Upgrading guide
SDDP.jl
under went a major re-write to be compatible with JuMP v0.19 and Julia v1.0.
Some of the highlights of the new release include
- Support for stagewise-independent noise in the constraint matrix
- A way to simulate out-of-sample realizations of the stagewise-independent noise terms
- Extensible ways to get information such as dual variables out of a simulation
- Support for infinite horizon multistage stochastic programs
- Extensible stopping rules
- Extensible sampling schemes
- Improved cut selection routines
- Better checks for numerical issues
- A much tidier (and simpler) implementation, with ample commenting throughout the code base
Syntax changes
The complete re-write has resulted in a painful upgrading process as users must simultaneously upgrade from Julia 0.6 to Julia 1.0, from JuMP 0.18 to JuMP 0.19, and from the old syntax of SDDP.jl
to the new. In this section, we outline some of the larger changes. For more information, we recommend reading the updated tutorials, beginning with Basic I: first steps
SDDPModel
SDDPModel
has been replaced in favor of a more general approach to formulating multistage stochastic optimization problems.
For basic use-cases, SDDPModel
has been replaced by LinearPolicyGraph
.
model = SDDPModel(stages = 3) do subproblem, t
# subproblem definition.
end
# becomes
model = Kokako.LinearPolicyGraph(stages = 3) do subproblem, t
# subproblem definition.
end
If you used the markov_transition
feature, SDDPModel
has been replaced by MarkovianPolicyGraph
.
model = SDDPModel(
markov_transition = Array{Float64, 2}[
[ 1.0 ]',
[ 0.75 0.25 ],
[ 0.75 0.25 ; 0.25 0.75 ]
]) do subproblem, t, i
# subproblem definition.
end
# becomes
model = Kokako.MarkovianPolicyGraph(
transition_matrices = Array{Float64, 2}[
[ 1.0 ]',
[ 0.75 0.25 ],
[ 0.75 0.25 ; 0.25 0.75 ]
]) do subproblem, node
t, i = node
# subproblem definition.
end
solver =
JuMP 0.19 changed the way that solvers are passed to JuMP models.
SDDPModel(solver = GurobiSolver(OutputFlag = 0))
# becomes
LinearPolicyGraph(optimizer = with_optimizer(Gurobi.Optimizer, OutputFlag = 0))
@state
We changed how to specify state variables.
@state(subproblem, 0 <= x <= 1, x0==2)
# becomes
@variable(subproblem, 0 <= x <= 1, Kokako.State, initial_value = 2)

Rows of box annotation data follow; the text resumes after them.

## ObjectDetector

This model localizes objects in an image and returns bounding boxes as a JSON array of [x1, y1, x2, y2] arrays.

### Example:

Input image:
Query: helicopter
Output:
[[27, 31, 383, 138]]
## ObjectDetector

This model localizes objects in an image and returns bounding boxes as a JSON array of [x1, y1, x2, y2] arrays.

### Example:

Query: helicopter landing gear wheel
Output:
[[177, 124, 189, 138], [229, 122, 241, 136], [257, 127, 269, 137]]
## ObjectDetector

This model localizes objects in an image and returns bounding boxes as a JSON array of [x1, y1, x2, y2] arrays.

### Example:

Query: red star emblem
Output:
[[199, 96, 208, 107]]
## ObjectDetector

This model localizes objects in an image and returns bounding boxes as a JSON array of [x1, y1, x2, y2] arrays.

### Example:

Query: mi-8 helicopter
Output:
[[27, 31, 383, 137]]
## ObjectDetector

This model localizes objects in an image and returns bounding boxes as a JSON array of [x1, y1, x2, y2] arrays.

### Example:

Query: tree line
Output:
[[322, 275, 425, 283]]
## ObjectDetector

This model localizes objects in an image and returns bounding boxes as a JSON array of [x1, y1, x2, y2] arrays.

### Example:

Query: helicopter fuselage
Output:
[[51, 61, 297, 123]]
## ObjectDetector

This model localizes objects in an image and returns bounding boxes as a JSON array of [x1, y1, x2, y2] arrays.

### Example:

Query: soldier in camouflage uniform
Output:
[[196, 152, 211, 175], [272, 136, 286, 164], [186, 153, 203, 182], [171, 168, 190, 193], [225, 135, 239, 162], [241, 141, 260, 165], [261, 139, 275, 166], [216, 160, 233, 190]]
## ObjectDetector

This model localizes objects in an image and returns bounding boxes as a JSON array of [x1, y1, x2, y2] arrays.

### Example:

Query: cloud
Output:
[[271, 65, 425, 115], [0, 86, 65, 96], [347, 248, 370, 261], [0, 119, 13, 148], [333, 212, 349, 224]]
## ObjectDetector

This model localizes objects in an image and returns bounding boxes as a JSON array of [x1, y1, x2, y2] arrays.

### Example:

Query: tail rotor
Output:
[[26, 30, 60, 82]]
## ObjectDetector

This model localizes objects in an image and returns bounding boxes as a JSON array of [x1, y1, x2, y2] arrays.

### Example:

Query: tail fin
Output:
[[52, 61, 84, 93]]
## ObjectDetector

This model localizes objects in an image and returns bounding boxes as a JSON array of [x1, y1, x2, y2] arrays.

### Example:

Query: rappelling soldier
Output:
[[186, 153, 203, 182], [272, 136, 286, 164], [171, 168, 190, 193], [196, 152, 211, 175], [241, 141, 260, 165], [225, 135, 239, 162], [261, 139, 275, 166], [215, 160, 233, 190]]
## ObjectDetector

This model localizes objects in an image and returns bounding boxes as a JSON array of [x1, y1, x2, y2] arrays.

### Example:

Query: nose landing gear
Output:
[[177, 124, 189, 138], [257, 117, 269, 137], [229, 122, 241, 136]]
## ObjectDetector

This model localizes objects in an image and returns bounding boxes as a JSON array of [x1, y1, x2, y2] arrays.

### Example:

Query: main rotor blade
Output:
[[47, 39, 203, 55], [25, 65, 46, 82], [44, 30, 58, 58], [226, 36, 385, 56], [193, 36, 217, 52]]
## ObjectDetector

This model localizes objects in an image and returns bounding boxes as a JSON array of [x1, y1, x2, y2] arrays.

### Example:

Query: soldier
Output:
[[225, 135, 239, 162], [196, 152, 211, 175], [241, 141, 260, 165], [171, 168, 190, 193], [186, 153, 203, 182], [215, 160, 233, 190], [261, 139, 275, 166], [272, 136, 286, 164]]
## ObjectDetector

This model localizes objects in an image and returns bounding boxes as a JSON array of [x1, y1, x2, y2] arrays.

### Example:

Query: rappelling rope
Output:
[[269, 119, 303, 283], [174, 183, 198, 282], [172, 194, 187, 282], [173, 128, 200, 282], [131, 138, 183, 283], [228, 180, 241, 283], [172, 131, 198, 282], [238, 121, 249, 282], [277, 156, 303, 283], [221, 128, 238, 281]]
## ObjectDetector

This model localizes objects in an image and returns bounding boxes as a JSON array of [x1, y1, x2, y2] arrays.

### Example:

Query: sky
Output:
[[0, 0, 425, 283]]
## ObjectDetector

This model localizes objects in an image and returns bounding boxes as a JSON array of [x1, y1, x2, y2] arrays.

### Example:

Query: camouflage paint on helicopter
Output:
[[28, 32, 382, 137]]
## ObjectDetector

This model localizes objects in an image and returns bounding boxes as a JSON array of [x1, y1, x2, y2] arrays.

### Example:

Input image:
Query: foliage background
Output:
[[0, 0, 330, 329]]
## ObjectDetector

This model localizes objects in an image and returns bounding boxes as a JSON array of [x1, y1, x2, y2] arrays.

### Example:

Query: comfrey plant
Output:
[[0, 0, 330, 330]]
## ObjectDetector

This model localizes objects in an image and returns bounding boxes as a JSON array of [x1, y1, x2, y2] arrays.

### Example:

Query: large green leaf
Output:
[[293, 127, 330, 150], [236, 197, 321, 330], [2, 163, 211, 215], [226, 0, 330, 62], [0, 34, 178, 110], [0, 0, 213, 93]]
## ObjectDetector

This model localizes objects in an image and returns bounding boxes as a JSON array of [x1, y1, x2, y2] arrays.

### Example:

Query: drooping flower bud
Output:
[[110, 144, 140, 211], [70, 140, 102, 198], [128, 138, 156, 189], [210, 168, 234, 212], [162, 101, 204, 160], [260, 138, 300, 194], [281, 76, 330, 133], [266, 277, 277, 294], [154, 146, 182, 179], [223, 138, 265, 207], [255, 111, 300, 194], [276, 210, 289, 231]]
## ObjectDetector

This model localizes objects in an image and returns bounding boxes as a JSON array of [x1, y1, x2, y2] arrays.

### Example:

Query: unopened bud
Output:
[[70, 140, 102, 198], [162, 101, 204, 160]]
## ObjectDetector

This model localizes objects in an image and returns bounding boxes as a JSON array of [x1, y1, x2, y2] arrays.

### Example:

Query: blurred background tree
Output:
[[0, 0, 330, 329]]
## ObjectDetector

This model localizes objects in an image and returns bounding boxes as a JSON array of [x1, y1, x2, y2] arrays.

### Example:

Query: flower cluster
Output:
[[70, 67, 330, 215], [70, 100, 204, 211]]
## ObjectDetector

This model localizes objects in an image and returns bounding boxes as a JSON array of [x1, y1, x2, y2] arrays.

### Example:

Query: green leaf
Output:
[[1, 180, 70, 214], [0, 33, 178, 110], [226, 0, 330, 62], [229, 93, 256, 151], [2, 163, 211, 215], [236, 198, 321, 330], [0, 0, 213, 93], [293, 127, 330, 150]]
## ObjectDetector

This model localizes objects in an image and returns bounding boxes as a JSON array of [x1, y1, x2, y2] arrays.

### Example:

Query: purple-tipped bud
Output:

In addition, instead of having to create an incoming state x0
and an outgoing state x
, we now refer to x.in
and x.out
. Here is another example:
@state(subproblem, 0 <= x[i=1:2] <= 1, x0==i)
# becomes
@variable(subproblem, 0 <= x[i=1:2] <= 1, Kokako.State, initial_value = i)
x0[1]
# becomes
x[1].in
x[2]
# becomes
x[2].out
@rhsnoise
We removed @rhsnoise
. This results in more lines of code, but more flexibility.
@rhsnoise(subproblem, ω = [1, 2, 3], 2x <= ω)
setnoiseprobability!(subproblem, [0.5, 0.2, 0.3])
# becomes
@variable(subproblem, ω)
@constraint(subproblem, 2x <= ω)
Kokako.parameterize(subproblem, [1, 2, 3], [0.5, 0.2, 0.3]) do ϕ
JuMP.fix(ω, ϕ)
end
@stageobjective
@stageobjective
no longer accepts a random list of parameters. Use Kokako.parameterize
instead.
@stageobjective(subproblem, ω = [1, 2, 3], ω * x)
setnoiseprobability!(subproblem, [0.5, 0.2, 0.3])
# becomes
Kokako.parameterize(subproblem, [1, 2, 3], [0.5, 0.2, 0.3]) do ω
@stageobjective(subproblem, ω * x)
end
SDDP.solve
SDDP.solve
has been replaced by Kokako.train
. See the docs for a complete list of the new options as most things have changed.
Parallel training has not (yet) been implemented.
Plotting
Much of the syntax for plotting has changed. See Basic V: plotting for the new syntax.
Price interpolation
The syntax for models with stagewise-dependent objective processes has completely changed. See Intermediate IV: objective states for details.